These guidelines on doing your own home inspection are to help you get an idea of what you should be looking for when buying a house. Knowing what to look for, should give you confidence when viewing a prospective purchase, bearing in mind you are going to be living in and maintaining that building.
Before your offer
Before you sign the contract, after which the professional inspection is done, you may like to know how to do your own home inspection and the procedures involved. Granted, there are people who can afford their own professional independent inspection (before they pay for the official one) but you may not want to spend the extra money.
Down and dirty
It’s not the technical stuff you need, like code conformity or system structure; also you don’t need the safety code violations. You’ll get that in the professional report anyway. By the way, when you get the professional report, go through it like a monkey looking for fleas and miss nothing.
The idea here is that you are going to do your own home inspection before signing a contract and paying for the professionals.
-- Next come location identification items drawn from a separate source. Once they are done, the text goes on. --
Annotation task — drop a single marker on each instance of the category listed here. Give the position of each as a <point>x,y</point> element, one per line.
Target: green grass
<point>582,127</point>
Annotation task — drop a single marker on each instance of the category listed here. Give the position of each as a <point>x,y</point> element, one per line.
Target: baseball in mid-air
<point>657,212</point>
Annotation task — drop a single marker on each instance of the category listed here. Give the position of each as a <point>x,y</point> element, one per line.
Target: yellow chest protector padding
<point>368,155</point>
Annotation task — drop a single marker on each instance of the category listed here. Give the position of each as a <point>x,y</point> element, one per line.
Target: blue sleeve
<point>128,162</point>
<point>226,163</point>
Seeing you are about to spend a large sum of money on a new house it stand to reason you will want to do due diligence for yourself, for your own peace of mind.
Let’s start at the front entrance to the property.
You’ll be surprised what the garden can tell you about the owner. Look for things like; is the lawn mowed, has the trash been taken, what is the condition of the mailbox, how are the trees looked after, what condition are the fences in, are there cracks in the walkways. You get the picture.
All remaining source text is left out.